To demonstrate the compatibility of our FFM method as a plug-and-play component for other image restoration models, we showcase the deblurring results achieved by integrating FFM into top-performing models (e.g. Resformer [19], Uformer [21], and NAFNet [12]) in Table. 6. We can clearly see the performance of both three models are improved by our approach. For a visually intuitive understanding the effect of such FFM, we further use high-pass filtering (HPF) to visualize learned features in Fig. 7. Compared to original image restoration model without adding FFM, the addition of FFM can better help to reconstruct finer detail features and improve the potential restoration quality. Since FFM seamlessly integrates information from the upper layers of the encoder-decoder structure into the adjacent lower layers and fuses all the information to the resolution manipulation level of the original image, this allows the model to better capture local and non-local information, thus facilitating more accurate representation for achieving high-quality output.

Effectiveness of MHAMB. To evaluate the effectiveness of MHAMB, we perform experiments based on w/o MHAMB in Table. 5. Compared to not applying MHAMB, MHAMB provides additional performance benefits thanks to the capability to capture global information.

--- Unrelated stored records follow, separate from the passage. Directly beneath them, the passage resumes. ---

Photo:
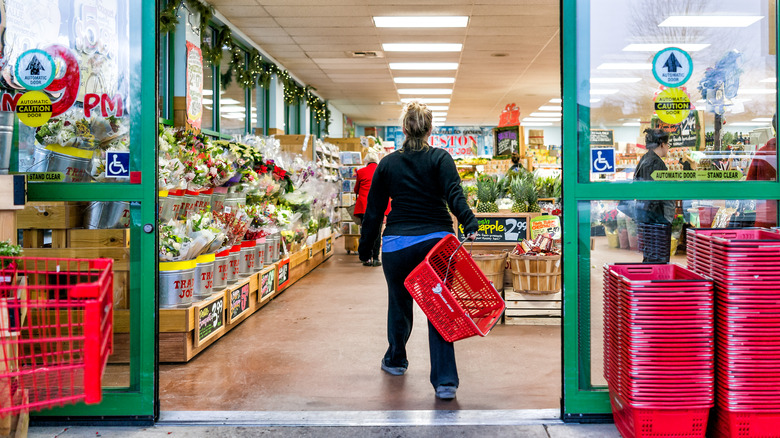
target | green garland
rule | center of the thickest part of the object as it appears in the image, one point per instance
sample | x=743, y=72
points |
x=248, y=74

In Fig. 8, we have provided visual comparisons of M3SNet w/ and wo/ the MHAMB. This study validates the recovered results of the model with the MHAMB tend to be clearer since it enables more global features to be fully used during the restoration process.

4.7 Resource efficient

Table 7 The evaluation of model computational complexity. This is conducted with an input size of \(256 \times 256\), on an NVIDIA 1060 GPU

Deep learning models have become increasingly complex in order to achieve higher accuracy. However, larger models require more resources and may not be practical in certain contexts. Therefore, there is a need to design lightweight image restoration models that can achieve high accuracy. In our work, we design a mountain-shaped single-stage network. This architecture optimizes the balance between spatial details and contextual information while minimizing the computational resources required to restore images.

Our M3SNet has been shown to outperform other models, as demonstrated in Table 7. Despite having 0.6M higher parameters than MIMO-unet++ [44], our proposed M3SNet-32 still achieves better performance, while using significantly fewer computational resources, with MACs approximately 40 times smaller than that of MIMO-unet++. Considering all factors, including model parameters, MACs, and performance, our model is the optimal choice.

5 Conclusion

In this paper, we present a mountain-shaped single-stage network that effectively captures multi-scale feature information and minimizes the computational resources required for image restoration. Our design is guided by the principle of balancing the competing goals of contextual information and spatial details while recovering images. To this end, we propose a feature fusion middleware mechanism that enables seamless information exchange between the encoder-decoder architecture’s different levels. This approach smoothly combines upper-layer information with adjacent lower-layer information and eventually integrates all information to the original image resolution manipulation level. As a basic feature fusion block, it can be plug-and-play in various other image restoration networks to improve the model representation. To overcome the limitations of CNNs’ receptive fields and capture more global information, we utilize a multi-head attention middle block as the bridge of our encoder-decoder architecture. Furthermore, to maintain computational efficiency and lightweight model size, we replace or remove nonlinear activation functions and instead use multiplication. Our extensive experiments on multiple benchmark datasets demonstrate that our M3SNet model significantly outperforms existing methods while utilizing low computational resources.